Details
Description
The following steps reproduce the issue.
1) I create a priority Queue (with 10 levels) - Q1
2) I create a listener for Q1 and attach it to a consumer.
3) I enqueue a message to the priority Queue with priority 0.
4) The message gets dequeued by the subscribed consumer, and in the handler callback, I re-enqueue the message that I dequeued with default priority(4) using another session & commit to the same queue Q1.
5) Commit the consumer session.
6) Ideally the message I re-enqueued should be delivered the consumer when the handler returns. The message delivery happens sometimes/sometimes not (flaps).
I decided to take a swing at this and get to the bottom of the problem and looked into the Java Broker code, and this is what I see is happening:
I realized that the problem was in the logic of the method
public SimpleQueueEntryImpl next(SimpleQueueEntryImpl node); in priorityQueueList.java
This method walks through the priority list using the node passed in as the base node, and walks to list to the end. But this causes a problem, when encountering race conditions where
new messages arrive at a higher priority when a message of lower priority is still worked upon.
Case 1)
1) I create a priority Queue (with 10 levels) - Q1
2) I create a listener for Q1 and attach it to a consumer.
3) I enqueue a message to the priority Queue with priority 0.
4) At this point, since the subscriber is free/available, the enqueued message is delivered to the subscriber synchronously. QueueContext (Last Seen -> msg1 in P0(acquired state), released entry -> null)
5) Enqueue a message to P4 ~ delivery async as the subscriber is busy. QueueContext(last seen -> msg1 in p0(acquired state), released entry -> msg1 in p4(availabe state)).
6) commit the consumer session and return the handler.
7) msg in p4 dispatched, QueueContext(last seen -> msg1 in p4(acquired state))
8) QueueRunner runs again, and updates the QueueContext(last seen -> msg1 in p0) ~ as msg 1 in P0 is still in acquired state.
9) msg 2 now enqueued to p4Q. QueueContext(last seen -> msg1 in p0, msg2 in p4)
10) now the subscriber cannot make progress, as the comparison for the next message [QueueEntry node = (releasedNode != null && lastSeen.compareTo(releasedNode)>=0) ? releasedNode : _entries.next(lastSeen);] always goes to _entries.next(lastSeen), which is at the last priority and thinks it doesn't have anything to process.
Example Sequence for problem described above.

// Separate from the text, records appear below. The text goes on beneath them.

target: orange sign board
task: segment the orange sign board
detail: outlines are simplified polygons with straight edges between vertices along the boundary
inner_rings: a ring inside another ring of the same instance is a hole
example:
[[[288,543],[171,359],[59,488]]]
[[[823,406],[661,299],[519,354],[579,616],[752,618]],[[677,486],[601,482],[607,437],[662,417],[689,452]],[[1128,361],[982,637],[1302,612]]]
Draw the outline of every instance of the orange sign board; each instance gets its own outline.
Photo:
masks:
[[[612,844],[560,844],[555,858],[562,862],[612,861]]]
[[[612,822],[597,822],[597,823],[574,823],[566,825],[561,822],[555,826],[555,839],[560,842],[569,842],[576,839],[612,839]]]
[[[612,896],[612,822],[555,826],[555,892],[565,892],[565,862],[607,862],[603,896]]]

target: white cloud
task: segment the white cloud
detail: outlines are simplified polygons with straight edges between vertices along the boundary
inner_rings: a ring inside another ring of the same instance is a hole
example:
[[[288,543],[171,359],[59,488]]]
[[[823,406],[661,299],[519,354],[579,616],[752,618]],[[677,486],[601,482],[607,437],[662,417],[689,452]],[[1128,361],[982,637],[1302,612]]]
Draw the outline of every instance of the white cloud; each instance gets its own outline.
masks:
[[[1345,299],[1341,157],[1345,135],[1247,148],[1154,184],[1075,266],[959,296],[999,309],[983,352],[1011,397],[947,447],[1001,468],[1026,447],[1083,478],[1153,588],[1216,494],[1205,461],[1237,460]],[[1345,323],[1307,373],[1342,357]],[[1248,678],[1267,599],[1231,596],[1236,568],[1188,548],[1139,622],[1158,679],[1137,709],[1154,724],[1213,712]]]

P4 Q -> msg1 -> msg2(arrives after msg1 of p4 is dispatched, but before msg1 of p0 status changes to deleted).
p0 Q -> msg1
In the above scenario, I'm still quite confused on the race in state change between acquired -> deleted.
Case 2)
1) I create a priority Queue (with 10 levels) - Q1
2) I enqueue a message with priority P4.
3) I consume the message synchronously (consumer.receive)., so that the message is now marked deleted.
4) I commit/close the consumer
5) I create a new listener for Q1 and attach it to a consumer.
6) I enqueue a message to the priority Queue with priority 0.
7) At this point, since the subscriber is free/available, the enqueued message is delivered to the subscriber synchronously. QueueContext (Last Seen -> msg1 in P0(acquired state), released entry -> null)
8) Enqueue a message to P4 ~ delivery async as the subscriber is busy. QueueContext(last seen -> msg1 in p0(acquired state), released entry -> msg2 in p4(availabe state)).
9) commit the consumer session and return the handler.
10) now queueRunner, tries to make progress, but the subscriber cannot make progress, as the comparison for the next message [QueueEntry node = (releasedNode != null && lastSeen.compareTo(releasedNode)>=0) ? releasedNode : _entries.next(lastSeen);] always goes to _entries.next(lastSeen), which is at the last priority and thinks it doesn't have anything to process.
Example Sequence for problem described above. Here msg1 is consumed synchronously before starting the asynchronous consumer.
P4 Q -> msg1(deleted) -> msg2
p0 Q -> msg1
I hope i'm quite clear in the above notes, either way I've attached a test which totally reproduces the issue that I mention here!